The year 2020 was a tumultuous if not transformative one for
industrial musicians turned film soundtrack composers Trent Reznor and Atticus
Ross aka Nine Inch Nails. With their two
most challenging compositional projects happening in the same year, the jazzy 40s
period score for David Fincher’s Mank and the bright cheerful ambient
score for Pixar’s Soul, the duo was faced with their work being
shuttered by the then-emerging COVID-19 pandemic.
Forced to improvise in uncharted territory, Reznor and Ross
navigated the pandemic as best they could, rendering separate instrumentations
from home and online and managing to complete both projects in a timely fashion. While Soul was unanimously well
received, winning Reznor and Ross their second Oscars for Best Original Score, Mank
was met with tepid reception and their efforts to veer away completely from
synthesized instrumentation in favor of authentic period sounds came and went
mostly unnoticed.
Despite one of their two soundtrack projects succeeding over
the other, their work on Mank managed to score the duo a second Oscar
nomination in the same year and longstanding Nine Inch Nails fans were taken
aback by the sudden abrupt change in styles and approaches. Though ostensibly a Reznor/Ross score with
all of their beats and recurring notes indicative of a Nine Inch Nails album,
everything in this sounds like it was sampled out of the 40s big band sound and
foxtrot music. You have to listen really
closely to minutiae to pick up on this being helmed by generally electronic
musicians operating outside of their comfort zones.

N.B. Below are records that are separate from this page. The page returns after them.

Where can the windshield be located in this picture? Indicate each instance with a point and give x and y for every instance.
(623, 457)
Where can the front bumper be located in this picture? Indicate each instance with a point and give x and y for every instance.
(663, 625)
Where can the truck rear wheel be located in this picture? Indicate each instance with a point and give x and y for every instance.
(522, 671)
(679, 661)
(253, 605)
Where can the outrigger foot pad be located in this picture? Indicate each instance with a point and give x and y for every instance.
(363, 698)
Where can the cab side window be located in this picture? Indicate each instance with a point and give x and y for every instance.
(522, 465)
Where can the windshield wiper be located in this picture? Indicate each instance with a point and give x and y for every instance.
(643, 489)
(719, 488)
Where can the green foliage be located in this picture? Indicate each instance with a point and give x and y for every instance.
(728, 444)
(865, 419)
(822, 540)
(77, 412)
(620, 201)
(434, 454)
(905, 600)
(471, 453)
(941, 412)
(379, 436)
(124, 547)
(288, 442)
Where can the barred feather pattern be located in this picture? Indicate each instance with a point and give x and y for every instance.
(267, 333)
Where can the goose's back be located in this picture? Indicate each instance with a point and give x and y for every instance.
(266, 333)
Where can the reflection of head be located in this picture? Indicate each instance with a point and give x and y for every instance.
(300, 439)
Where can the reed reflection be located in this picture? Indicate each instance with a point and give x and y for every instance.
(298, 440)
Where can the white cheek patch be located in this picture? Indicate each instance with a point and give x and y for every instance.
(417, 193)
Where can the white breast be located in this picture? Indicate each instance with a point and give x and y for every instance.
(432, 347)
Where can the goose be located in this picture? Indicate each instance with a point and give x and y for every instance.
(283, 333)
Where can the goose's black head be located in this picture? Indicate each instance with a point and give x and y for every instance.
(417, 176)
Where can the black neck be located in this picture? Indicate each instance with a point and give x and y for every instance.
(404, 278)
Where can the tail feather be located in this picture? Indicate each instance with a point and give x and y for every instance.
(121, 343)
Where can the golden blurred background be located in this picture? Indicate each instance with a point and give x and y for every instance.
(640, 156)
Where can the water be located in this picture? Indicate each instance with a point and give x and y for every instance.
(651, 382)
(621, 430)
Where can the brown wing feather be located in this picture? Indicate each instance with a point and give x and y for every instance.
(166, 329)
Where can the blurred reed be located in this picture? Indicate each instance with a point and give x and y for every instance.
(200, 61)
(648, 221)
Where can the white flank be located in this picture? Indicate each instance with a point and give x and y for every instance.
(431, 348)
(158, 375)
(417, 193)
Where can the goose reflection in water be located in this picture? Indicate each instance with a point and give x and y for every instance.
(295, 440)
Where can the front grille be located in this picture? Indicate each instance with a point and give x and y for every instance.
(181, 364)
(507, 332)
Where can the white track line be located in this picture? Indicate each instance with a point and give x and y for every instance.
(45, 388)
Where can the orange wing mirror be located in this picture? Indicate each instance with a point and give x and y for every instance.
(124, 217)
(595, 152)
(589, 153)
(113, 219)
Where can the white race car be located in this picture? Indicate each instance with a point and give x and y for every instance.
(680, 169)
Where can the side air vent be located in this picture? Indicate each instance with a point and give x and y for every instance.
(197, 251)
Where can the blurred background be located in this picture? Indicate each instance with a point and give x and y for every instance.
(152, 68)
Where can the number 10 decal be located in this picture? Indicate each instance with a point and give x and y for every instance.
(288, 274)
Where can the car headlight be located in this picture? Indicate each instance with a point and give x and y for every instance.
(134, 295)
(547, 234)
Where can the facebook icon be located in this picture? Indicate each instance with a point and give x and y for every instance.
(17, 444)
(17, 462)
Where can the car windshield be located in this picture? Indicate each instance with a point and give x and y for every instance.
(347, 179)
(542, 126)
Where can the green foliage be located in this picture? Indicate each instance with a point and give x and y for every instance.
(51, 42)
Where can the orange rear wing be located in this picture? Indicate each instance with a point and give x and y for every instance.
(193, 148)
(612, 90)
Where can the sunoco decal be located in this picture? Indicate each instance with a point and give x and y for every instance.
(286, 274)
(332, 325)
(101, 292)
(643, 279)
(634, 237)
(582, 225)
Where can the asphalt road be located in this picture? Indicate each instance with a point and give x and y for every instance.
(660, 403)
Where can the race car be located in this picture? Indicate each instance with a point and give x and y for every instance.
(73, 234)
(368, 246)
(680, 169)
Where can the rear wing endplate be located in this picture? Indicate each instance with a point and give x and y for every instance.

While a physical release of the Netflix produced period
drama about the battle over the writing of Citizen Kane remains to be
seen (where’s the Criterion?), Nine Inch Nails and their webstore nin.com have
however announced a most ornate and deluxe limited edition vinyl boxed set
release of the 2020 soundtrack album.
Tailored to look like a 78rpm record set of big band ditties from the
40s replete with specially designed sleeves and spines meant to emulate a
bygone era and a biography of Reznor and Ross that looks like a jazz band with
the two in well dressed renderings, the Mank album is truly a thing of
wonderment in terms of packaging and jacket design.